Int8 inference, low confidence on output

Description

I’m attempting to use int8 inference on a deep network using tensorrt on c++ (the system runs fine on FP16 setting). The output of the network is a H x W heat map.
After Caliberating and compiling the engine I get a low confidence score on the peaks of a test image compared to the FP16 network (0.2 confidence instead of 0.8). I have attempted multiple types of calibrations to make sure it’s not a problem with the calibration:

  • 5K images similar to my test image.
  • 50K images comprised of the training set for the network.
  • The test image as the sole training set.

Additionally I get the following warnings during compilation:
[W] [TRT] Detected invalid timing cache, setup a local cache instead.
[W] [TRT] Cache result detected as invalid for node: XXXX_conv_YYYY, LayerImpl: CaskConvolution

Environment

TensorRT Version: 8
GPU Type: Geforce 3080
Nvidia Driver Version: 11.4
CUDA Version: 11.4
CUDNN Version: 8.2
Operating System + Version: Ubuntu 18
Work environment: c++

Hi, Please refer to the below links to perform inference in INT8
https://github.com/NVIDIA/TensorRT/blob/master/samples/opensource/sampleINT8/README.md

Thanks!

Hi, I made sure I followed the example in the tutorial (my network is ONNX and not Caffe as in the sample), but the issue persists.

Hi @or1 ,
Can you please help us with the reproducible model and script.

Thanks!

Hi, unfortunately I currently can’t upload the model. I did retrain the model on a tensorrt 7 system and, while I didn’t have the same warnings, the results were the same with correct peak locations but low confidence.
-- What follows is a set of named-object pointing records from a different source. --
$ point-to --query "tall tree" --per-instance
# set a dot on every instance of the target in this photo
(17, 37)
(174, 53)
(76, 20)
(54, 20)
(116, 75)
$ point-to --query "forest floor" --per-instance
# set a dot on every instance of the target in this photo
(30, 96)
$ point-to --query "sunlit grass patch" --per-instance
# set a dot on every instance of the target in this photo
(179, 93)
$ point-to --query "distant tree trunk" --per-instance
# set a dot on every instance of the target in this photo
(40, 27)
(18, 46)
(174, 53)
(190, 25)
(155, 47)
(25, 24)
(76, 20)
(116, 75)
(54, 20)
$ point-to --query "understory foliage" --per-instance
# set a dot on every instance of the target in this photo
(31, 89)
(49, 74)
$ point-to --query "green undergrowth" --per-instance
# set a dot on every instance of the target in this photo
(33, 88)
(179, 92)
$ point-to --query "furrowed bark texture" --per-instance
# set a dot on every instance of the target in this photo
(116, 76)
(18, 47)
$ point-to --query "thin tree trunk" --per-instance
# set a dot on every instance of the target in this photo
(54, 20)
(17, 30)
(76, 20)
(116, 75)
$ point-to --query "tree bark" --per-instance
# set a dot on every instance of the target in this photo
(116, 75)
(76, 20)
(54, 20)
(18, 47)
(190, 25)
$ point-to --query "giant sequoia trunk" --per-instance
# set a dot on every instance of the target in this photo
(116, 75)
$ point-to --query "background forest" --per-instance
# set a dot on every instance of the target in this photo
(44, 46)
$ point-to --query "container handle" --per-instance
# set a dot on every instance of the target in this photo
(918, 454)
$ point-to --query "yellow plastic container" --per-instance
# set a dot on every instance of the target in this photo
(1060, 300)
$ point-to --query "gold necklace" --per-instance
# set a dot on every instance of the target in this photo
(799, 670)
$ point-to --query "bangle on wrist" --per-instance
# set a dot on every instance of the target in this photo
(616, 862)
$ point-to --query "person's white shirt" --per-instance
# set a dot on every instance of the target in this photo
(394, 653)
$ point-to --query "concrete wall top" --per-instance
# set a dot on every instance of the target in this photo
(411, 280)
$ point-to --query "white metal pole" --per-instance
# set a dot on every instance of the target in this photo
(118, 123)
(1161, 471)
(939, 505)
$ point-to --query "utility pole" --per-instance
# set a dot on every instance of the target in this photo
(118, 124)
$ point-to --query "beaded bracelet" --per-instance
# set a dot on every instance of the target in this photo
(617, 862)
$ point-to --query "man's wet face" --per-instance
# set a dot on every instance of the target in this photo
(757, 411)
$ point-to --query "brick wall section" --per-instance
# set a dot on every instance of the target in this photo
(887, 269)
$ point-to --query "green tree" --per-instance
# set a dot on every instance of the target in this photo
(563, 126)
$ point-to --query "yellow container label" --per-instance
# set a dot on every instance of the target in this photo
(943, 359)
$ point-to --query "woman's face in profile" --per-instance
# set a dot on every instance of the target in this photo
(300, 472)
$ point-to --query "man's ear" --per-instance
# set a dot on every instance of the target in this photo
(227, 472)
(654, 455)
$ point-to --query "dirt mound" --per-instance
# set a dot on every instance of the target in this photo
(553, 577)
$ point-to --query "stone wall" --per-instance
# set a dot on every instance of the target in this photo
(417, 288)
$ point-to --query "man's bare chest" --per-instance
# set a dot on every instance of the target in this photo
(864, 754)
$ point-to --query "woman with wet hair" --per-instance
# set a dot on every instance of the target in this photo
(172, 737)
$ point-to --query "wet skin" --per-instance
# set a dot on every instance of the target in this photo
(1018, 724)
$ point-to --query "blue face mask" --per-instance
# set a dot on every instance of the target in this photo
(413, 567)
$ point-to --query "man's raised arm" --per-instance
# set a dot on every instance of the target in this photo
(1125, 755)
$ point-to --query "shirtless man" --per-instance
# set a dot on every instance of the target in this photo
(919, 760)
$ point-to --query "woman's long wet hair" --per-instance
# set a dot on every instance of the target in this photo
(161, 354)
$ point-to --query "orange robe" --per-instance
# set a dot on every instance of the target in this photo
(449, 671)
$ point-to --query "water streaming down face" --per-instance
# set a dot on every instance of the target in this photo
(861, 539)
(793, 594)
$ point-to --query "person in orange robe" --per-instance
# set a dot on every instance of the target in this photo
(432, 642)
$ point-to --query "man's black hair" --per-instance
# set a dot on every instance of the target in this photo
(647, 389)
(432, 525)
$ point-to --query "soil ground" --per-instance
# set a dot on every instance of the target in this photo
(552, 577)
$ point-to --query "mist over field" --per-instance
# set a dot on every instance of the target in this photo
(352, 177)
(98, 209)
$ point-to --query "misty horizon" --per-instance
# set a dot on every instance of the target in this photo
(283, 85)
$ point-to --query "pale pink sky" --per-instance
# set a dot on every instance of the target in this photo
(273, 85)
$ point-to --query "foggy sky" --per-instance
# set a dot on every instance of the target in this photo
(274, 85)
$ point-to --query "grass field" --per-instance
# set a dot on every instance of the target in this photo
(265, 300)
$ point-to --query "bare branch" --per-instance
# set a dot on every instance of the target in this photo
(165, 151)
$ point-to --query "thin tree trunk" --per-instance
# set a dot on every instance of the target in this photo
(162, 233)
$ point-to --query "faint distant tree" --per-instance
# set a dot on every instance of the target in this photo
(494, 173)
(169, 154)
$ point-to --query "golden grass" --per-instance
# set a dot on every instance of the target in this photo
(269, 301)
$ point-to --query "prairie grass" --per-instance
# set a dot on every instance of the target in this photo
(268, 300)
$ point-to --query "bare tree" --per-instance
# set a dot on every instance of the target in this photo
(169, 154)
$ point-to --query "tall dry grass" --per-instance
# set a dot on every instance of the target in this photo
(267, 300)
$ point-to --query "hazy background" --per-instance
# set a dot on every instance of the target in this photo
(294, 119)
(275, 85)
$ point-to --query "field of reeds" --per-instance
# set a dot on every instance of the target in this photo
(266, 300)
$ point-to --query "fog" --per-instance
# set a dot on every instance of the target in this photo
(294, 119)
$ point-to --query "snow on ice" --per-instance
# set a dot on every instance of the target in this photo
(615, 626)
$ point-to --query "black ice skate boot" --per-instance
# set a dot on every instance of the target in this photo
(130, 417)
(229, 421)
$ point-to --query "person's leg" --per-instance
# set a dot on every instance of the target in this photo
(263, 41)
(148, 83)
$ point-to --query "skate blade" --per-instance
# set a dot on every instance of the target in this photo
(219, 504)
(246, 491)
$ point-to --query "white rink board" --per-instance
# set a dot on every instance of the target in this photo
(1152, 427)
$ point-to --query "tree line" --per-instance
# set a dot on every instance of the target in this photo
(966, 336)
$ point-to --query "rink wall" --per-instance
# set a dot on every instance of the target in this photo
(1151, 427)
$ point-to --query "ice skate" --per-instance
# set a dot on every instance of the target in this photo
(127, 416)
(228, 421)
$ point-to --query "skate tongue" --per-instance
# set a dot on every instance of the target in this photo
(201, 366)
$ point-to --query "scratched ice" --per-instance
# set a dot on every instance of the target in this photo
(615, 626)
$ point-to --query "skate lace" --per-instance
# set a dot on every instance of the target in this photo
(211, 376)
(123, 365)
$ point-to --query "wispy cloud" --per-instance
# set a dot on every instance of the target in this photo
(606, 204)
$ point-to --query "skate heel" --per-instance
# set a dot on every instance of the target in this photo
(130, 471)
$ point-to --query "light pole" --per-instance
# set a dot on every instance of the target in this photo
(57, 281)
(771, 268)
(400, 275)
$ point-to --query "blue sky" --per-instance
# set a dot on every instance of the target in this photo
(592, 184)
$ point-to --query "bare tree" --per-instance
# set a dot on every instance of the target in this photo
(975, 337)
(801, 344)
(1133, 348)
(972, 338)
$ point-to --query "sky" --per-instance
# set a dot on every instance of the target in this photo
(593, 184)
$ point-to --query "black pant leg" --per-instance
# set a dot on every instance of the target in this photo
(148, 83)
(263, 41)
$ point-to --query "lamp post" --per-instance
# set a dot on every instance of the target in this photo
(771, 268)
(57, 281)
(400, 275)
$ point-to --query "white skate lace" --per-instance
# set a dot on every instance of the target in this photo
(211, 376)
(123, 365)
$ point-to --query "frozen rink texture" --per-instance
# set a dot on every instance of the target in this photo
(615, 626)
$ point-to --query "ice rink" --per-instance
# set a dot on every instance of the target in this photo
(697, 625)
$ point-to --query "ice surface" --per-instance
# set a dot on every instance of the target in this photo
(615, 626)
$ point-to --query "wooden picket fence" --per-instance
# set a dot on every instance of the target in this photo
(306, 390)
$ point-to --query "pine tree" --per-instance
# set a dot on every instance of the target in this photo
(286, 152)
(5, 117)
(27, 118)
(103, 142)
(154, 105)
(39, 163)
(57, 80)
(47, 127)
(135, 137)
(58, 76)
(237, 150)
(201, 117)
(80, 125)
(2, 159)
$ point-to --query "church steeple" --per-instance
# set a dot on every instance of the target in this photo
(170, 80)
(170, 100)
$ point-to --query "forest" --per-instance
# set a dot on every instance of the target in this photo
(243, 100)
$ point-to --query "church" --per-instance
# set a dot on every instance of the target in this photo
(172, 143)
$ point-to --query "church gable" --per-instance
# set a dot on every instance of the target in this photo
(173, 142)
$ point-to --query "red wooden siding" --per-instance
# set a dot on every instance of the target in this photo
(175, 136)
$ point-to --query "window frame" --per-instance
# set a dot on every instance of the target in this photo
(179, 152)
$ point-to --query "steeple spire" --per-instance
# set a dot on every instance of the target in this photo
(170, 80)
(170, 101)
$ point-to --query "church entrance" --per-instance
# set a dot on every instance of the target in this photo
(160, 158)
I have a question, in the case of an output that is a heatmap, is there a risk of the peaks being grouped together with some arbitrary “top” value (ie, all values about 0.2+ will be given the value of 0.2). Since that will exactly explain my problem - because the peaks are rare and thus will be grouped in the quantization. Following on that, is there a way an int8 system can be trained specifically on a heatmap output, or on a manually set range of values on an output tensor (for example, uniform range between 0 and 1)?

Thanks.

Hi,

If the peaks are rare, then it is possible that entropy calibration might not be a good idea - as it would tend to reduce the overall histogram distribution loss.
Can you please try Int8MInMaxCalibrator instead?
Regarding the last sentence, we can try setting the dynamic range of the output tensor. Something like network.get_output(0).dynamic_range = (-1, 1)

Thank you.